May 29 / Dean Marks

Memorialising The Living

In this blog I will be discussing the reasons we may choose to create a memorial to other-than human animals that are still alive. Since I began studying how to support people grieving the death of other-than human animals, I have become fascinated by the very many ways and reasons we choose to memorialise their memory at an individual, nationwide and global level.


Memorialisation is often considered to be something you do after their death, creating a memorial to their life and helping preserve their memory. However, we can do this at any stage of their life and is usually done throughout their life without us considering it a memorial. Photos and social media are two big ways we see people create memorials to their living companion animals.


Reasons to create memorials to the living:

1. The elderly or disabled.

Some people they may feel they have no choice but relinquish care of companion animal to friends, family, or rescue centres due to their age, illness or deterioration of health. For some this may be temporary while they recover, while for others it may be a permanent move.

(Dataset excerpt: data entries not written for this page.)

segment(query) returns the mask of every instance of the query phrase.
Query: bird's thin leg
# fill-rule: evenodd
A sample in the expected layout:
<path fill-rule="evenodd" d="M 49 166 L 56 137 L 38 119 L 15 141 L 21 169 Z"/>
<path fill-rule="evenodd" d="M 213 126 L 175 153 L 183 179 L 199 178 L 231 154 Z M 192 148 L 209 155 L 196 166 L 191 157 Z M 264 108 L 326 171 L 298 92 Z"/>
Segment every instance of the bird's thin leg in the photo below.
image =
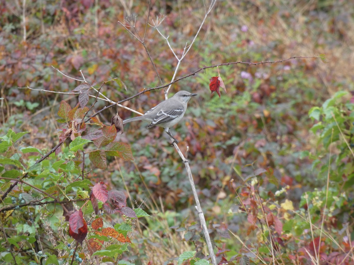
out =
<path fill-rule="evenodd" d="M 173 139 L 173 141 L 172 142 L 172 143 L 171 143 L 170 145 L 171 146 L 173 146 L 173 143 L 178 143 L 178 141 L 177 141 L 174 137 L 172 136 L 172 135 L 171 134 L 171 132 L 170 130 L 170 128 L 165 128 L 164 129 L 165 129 L 165 131 L 167 133 L 167 134 L 168 134 L 169 135 L 170 135 L 170 136 L 171 136 L 171 137 Z"/>

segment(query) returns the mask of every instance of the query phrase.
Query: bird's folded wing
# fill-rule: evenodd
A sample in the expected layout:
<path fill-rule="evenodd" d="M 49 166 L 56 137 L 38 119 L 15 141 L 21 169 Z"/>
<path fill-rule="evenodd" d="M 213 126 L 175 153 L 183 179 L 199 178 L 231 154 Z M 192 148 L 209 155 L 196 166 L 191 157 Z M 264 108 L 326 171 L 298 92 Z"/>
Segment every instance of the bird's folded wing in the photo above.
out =
<path fill-rule="evenodd" d="M 156 114 L 153 121 L 147 128 L 150 128 L 160 123 L 168 122 L 178 117 L 183 113 L 183 108 L 177 108 L 175 109 L 165 111 L 161 110 Z M 150 111 L 149 111 L 149 112 Z"/>

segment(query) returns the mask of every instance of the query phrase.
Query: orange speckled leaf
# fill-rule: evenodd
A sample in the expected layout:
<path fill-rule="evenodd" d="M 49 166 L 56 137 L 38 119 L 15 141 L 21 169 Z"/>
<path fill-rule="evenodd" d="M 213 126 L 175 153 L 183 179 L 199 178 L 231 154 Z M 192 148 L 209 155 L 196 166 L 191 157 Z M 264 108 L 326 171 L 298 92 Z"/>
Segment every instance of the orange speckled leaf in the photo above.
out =
<path fill-rule="evenodd" d="M 95 219 L 92 222 L 91 227 L 95 230 L 97 230 L 98 228 L 101 228 L 103 226 L 103 219 L 102 218 L 97 218 Z"/>

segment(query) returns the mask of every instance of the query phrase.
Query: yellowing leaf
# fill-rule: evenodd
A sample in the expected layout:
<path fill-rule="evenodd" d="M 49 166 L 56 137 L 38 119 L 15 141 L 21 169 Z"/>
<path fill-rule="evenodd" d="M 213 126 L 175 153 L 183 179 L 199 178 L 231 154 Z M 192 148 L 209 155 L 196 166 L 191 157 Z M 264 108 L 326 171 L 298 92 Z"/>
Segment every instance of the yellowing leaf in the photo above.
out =
<path fill-rule="evenodd" d="M 291 214 L 287 212 L 284 213 L 284 219 L 287 221 L 289 221 L 292 218 L 292 216 Z"/>
<path fill-rule="evenodd" d="M 280 207 L 285 210 L 290 210 L 292 211 L 294 210 L 292 202 L 287 199 L 286 199 L 284 202 L 280 204 Z"/>

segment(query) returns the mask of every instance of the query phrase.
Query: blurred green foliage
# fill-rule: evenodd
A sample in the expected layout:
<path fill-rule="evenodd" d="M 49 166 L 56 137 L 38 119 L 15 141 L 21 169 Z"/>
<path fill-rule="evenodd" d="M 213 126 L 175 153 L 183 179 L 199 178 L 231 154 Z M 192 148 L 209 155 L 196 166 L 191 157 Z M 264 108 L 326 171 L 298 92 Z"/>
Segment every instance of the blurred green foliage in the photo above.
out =
<path fill-rule="evenodd" d="M 204 17 L 204 6 L 182 0 L 158 2 L 152 7 L 150 19 L 167 16 L 159 29 L 170 36 L 180 56 Z M 280 263 L 306 264 L 311 260 L 307 253 L 314 257 L 316 252 L 333 264 L 352 262 L 346 255 L 352 251 L 354 181 L 350 93 L 354 69 L 347 59 L 354 43 L 354 10 L 350 2 L 218 2 L 182 61 L 177 78 L 204 65 L 324 54 L 321 60 L 208 69 L 172 86 L 171 92 L 183 88 L 199 95 L 190 102 L 184 122 L 172 130 L 182 152 L 189 147 L 191 169 L 218 261 L 258 264 L 274 257 Z M 61 124 L 55 120 L 60 102 L 65 100 L 74 107 L 77 97 L 18 88 L 68 92 L 80 83 L 52 65 L 79 79 L 82 70 L 87 82 L 97 82 L 96 88 L 104 81 L 119 78 L 126 90 L 113 82 L 101 90 L 114 101 L 160 85 L 142 45 L 116 22 L 133 14 L 128 19 L 135 20 L 137 33 L 143 36 L 148 5 L 138 2 L 123 6 L 108 0 L 25 4 L 25 23 L 22 7 L 15 1 L 6 1 L 0 16 L 0 174 L 16 179 L 27 171 L 29 184 L 60 192 L 58 183 L 70 185 L 81 173 L 69 143 L 57 155 L 31 166 L 59 142 Z M 147 48 L 163 82 L 167 83 L 175 58 L 153 28 L 148 26 L 146 36 Z M 220 99 L 215 93 L 211 96 L 208 88 L 209 79 L 218 72 L 227 90 L 222 92 Z M 162 91 L 154 91 L 127 106 L 143 112 L 163 98 Z M 99 101 L 92 111 L 107 105 Z M 131 114 L 118 111 L 123 119 Z M 107 109 L 98 118 L 109 125 L 116 113 L 115 107 Z M 162 264 L 195 251 L 190 256 L 194 262 L 204 257 L 204 242 L 184 165 L 162 130 L 145 126 L 129 124 L 118 136 L 130 144 L 133 162 L 108 156 L 107 168 L 102 170 L 86 158 L 85 180 L 125 187 L 130 205 L 142 204 L 153 216 L 134 228 L 139 234 L 131 237 L 129 252 L 120 257 L 137 264 L 155 259 Z M 14 135 L 26 131 L 29 136 L 13 140 Z M 1 181 L 3 193 L 11 182 Z M 67 195 L 86 198 L 88 184 L 82 184 L 84 187 L 69 186 Z M 12 204 L 12 198 L 14 205 L 36 198 L 30 186 L 16 188 L 1 207 Z M 92 211 L 87 206 L 84 212 L 89 216 Z M 13 225 L 15 230 L 2 240 L 0 259 L 34 263 L 46 257 L 47 262 L 54 260 L 59 251 L 69 255 L 62 231 L 66 228 L 59 221 L 62 215 L 60 207 L 48 205 L 21 207 L 2 217 L 4 226 Z M 255 216 L 258 219 L 252 224 L 248 218 Z M 111 218 L 107 224 L 121 222 L 118 217 Z M 281 234 L 276 231 L 279 222 Z M 36 238 L 50 231 L 51 237 Z M 239 236 L 244 246 L 229 232 Z M 35 240 L 42 250 L 36 248 Z M 61 242 L 59 250 L 53 249 L 51 240 Z M 314 246 L 320 251 L 315 252 Z"/>

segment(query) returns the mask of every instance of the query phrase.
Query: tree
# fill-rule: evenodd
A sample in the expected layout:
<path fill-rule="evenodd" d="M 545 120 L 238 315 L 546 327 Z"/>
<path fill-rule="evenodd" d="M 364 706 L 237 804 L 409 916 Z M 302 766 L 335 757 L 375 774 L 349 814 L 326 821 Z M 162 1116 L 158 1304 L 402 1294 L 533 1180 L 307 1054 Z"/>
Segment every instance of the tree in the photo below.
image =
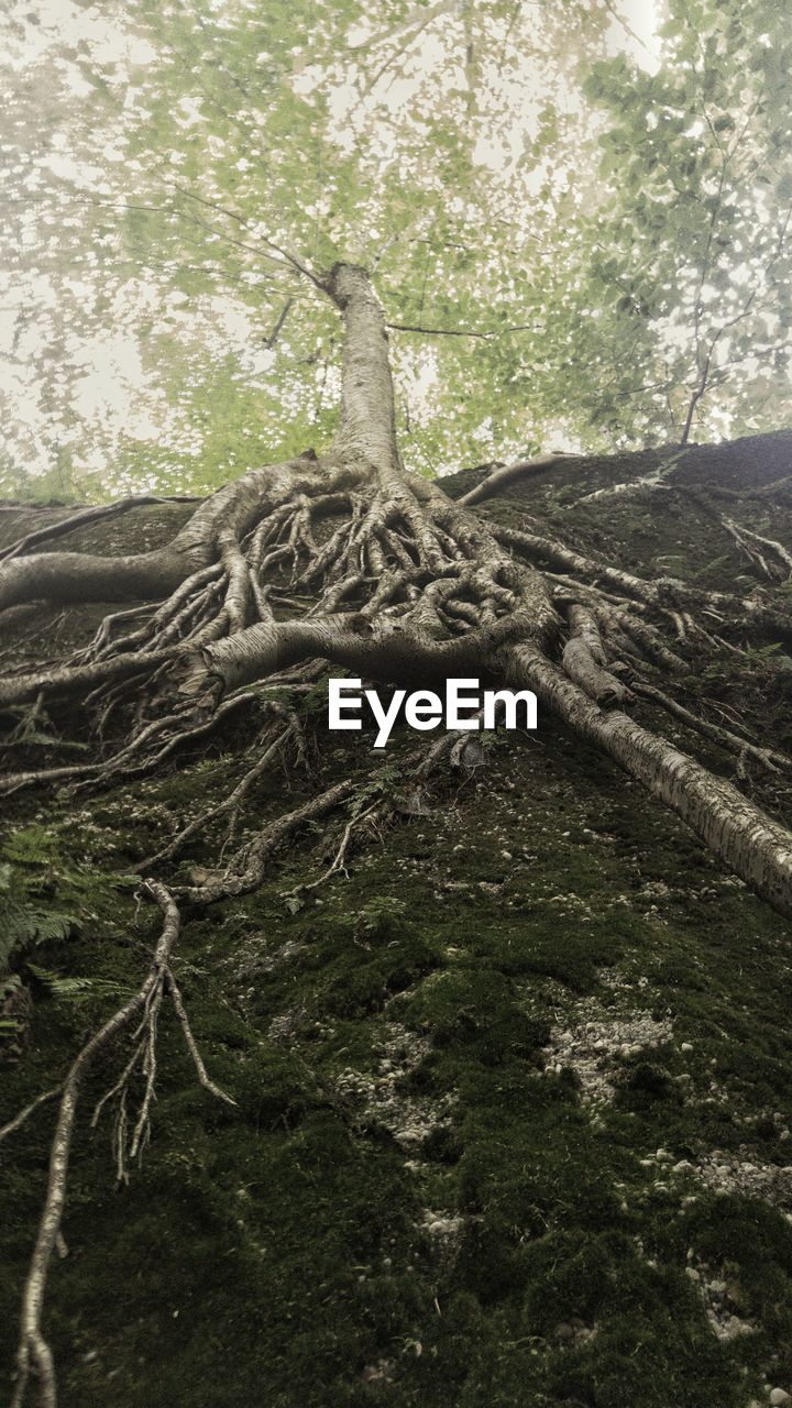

2. Those leaving home or those who work away from home temporarily.

People may need to temporarily leave their place of residence for work or to study.

E.g. university students, driving HGV’s, military members training or deploying overseas.


3. Those moving to rented accommodation with a policy against other-than human guardianship.

These people may have no choice but to relinquish care of companion animals due to policies set by external factors that are out of their control.


4. Those fleeing interpersonal violence, natural disaster, war or persecution.

These people may have had to make the difficult decision to leave behind companion animals for their own safety, survival or out of desperation at the circumstances they are in.


5. People who are experiencing anticipatory grief.

Anticipatory grief can be felt at any time throughout the guardianship of other-than human species and many people may choose to create memories while they are still living in preparation for their death.


6. Composite memorials.

This is a term I thought up to describe memorials that can be to remember groups who are living and deceased at the same time. One example of this can be the purple poppies used for the remembrance of the other-than human animals who are victims of war. While this is a subjective memorial open to individual interpretation, my personal idea of victims of war is inclusive of those who are alive but medically retired due to life altering injuries because of their service or retired simply due to their age. 

This would make the purple poppy a symbol of remembrance for both the deceased and the living giving a multi-faceted meaning memorialisation.

Other factors to living memorials:
Memorials can also have cultural and religious significance or be a part of a tradition the individual follows. These factors are important for us to consider when discussing topics of other than human memorials because failing to consider these areas of a person's identity like this may lead to unintentional offence and disenfranchised grief.

Disenfranchised grief can be a huge reason as to why people may be reluctant to open up about their desire to create a memorial or show off memorials created to other-than human animals who are still alive. But I hope this blog has given some context behind why we may choose to do so and to open up a dialog that can normalise memorialising those who are still living.